I'm trying to write a generic mean function that operates on an Iterable that contains numeric types. It would operate, say, on arrays, as so:
val rand = new scala.util.Random()
val a = Array.fill(1000) { rand.nextInt(101) }
val b = Array.fill(1000) { rand.nextDouble }
println(mean(a))
println(mean(b))
etc., hopefully being able to work on other iterables, such as lists.
I have tried various incantations for the mean method, to no avail:
def mean[T <% Numeric[T]](xs: Iterable[T]) = xs.sum.toDouble / xs.size
def mean[A](xs: Iterable[Numeric[A]]):Double = xs.sum.toDouble / xs.size
def mean[T](xs: Iterable[T])(implicit num: Numeric[T]):Double = xs.sum / xs.size
def mean(xs: Iterable[Double]) = xs.sum / xs.size
What is the proper way to do this in Scala?
This works:
def mean[T : Numeric](xs: Iterable[T]): T = implicitly[Numeric[T]] match {
case num: Fractional[_] => import num._; xs.sum / fromInt(xs.size)
case num: Integral[_] => import num._; xs.sum / fromInt(xs.size)
case _ => sys.error("Undivisable numeric!")
}
So, let's make some explanations. First, Numeric
must be used in type class pattern. That is, you don't say a type T
is, or can be converted into, Numeric
. Instead, Numeric
provides methods over a type T
. One such example is num.fromInt
.
Next, Numeric
does not provide a common division operator. Instead, one must choose between Fractional
and Integral
. Here, I'm matching on Numeric[T]
to distinguish between both.
Note that I don't use T
on the match, because Scala cannot check for type parameters on matches, as they are erased. Instead, I use _
, and Scala infers the correct type if possible (as it is here).
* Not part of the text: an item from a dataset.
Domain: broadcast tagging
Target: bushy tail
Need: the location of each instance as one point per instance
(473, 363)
After that, I'm importing num._
, where num
is either Fractional
or Integral
. This brings some implicit conversions into context that let me do stuff like calling the method /
directly. If I did not do that import, I'd be forced to write this:
num.div(xs.sum, num.fromInt(xs.size))
Note that I do not have to pass the implicit parameter to xs.sum
, since it is already implicitly available in the scope.
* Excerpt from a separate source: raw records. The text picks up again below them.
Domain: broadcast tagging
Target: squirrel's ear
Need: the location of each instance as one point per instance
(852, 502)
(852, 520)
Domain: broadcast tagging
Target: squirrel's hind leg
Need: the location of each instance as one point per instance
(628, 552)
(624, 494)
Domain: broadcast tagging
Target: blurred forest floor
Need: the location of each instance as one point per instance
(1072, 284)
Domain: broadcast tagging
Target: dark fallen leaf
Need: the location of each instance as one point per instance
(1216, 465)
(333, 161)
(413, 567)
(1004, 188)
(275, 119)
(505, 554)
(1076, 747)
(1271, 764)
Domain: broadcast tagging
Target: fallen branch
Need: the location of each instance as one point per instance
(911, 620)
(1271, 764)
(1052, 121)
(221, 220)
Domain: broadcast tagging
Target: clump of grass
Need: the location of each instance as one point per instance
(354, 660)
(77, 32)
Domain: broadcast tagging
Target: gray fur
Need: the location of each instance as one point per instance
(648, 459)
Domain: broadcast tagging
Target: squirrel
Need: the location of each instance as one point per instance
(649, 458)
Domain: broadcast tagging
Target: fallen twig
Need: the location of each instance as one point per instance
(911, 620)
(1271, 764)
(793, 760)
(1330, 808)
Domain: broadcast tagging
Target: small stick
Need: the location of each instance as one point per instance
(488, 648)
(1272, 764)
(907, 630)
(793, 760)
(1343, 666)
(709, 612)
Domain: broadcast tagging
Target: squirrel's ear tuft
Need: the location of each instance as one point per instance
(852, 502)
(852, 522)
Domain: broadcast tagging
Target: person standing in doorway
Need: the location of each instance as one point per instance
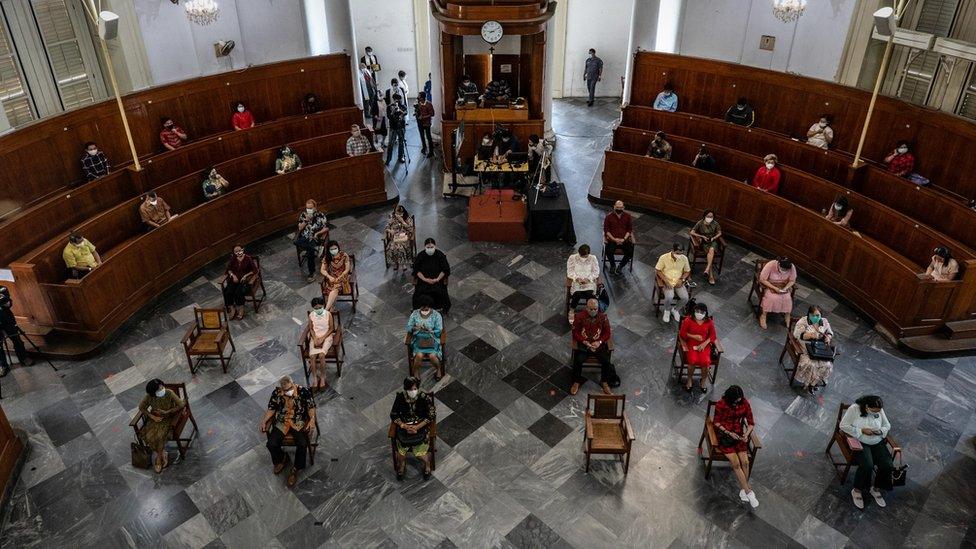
(592, 73)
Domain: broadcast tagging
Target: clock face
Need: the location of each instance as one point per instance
(492, 32)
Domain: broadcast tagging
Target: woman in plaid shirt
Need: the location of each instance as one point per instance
(734, 425)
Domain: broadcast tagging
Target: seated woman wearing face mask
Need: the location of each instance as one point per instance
(320, 335)
(943, 267)
(697, 332)
(287, 161)
(840, 212)
(160, 405)
(413, 413)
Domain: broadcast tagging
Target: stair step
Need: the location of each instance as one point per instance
(961, 329)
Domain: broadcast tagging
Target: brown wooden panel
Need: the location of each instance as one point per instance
(789, 104)
(44, 157)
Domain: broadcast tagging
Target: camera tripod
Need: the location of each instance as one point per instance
(4, 349)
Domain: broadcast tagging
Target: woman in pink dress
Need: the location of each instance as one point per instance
(777, 278)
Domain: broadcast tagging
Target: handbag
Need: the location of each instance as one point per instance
(819, 350)
(141, 456)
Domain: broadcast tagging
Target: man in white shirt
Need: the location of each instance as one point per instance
(582, 271)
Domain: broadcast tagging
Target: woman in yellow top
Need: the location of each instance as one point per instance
(80, 256)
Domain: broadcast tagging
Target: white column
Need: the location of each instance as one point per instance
(549, 74)
(436, 71)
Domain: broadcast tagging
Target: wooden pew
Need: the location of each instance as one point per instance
(929, 206)
(882, 283)
(201, 232)
(789, 104)
(43, 158)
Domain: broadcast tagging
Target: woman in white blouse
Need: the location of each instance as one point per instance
(867, 423)
(582, 272)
I guess that's it. Did I miss anything?
One of your version is pretty close:
def mean[T](xs: Iterable[T])(implicit num: Numeric[T]):Double =
num.toDouble(xs.sum) / xs.size
Here is the other syntax:
def mean[T: Numeric](xs: Iterable[T]):Double =
implicitly[Numeric[T]].toDouble(xs.sum) / xs.size
def mean[A](it:Iterable[A])(implicit n:Numeric[A]) = {
it.map(n.toDouble).sum / it.size
}
This is quite an old question, but I am basically doing this
def average[A](list: List[Any])(implicit numerics: Numeric[A]): Double = {
list.map(Option(_)).filter(_.isDefined).flatten match {
case Nil => 0.0
case definedElements => numerics.toDouble(list.map(_.asInstanceOf[A]).sum) / definedElements.length.toDouble
}
}
for a list which might contain null
values (I have to keep interoperability with Java). The null
elements are not counted towards the average.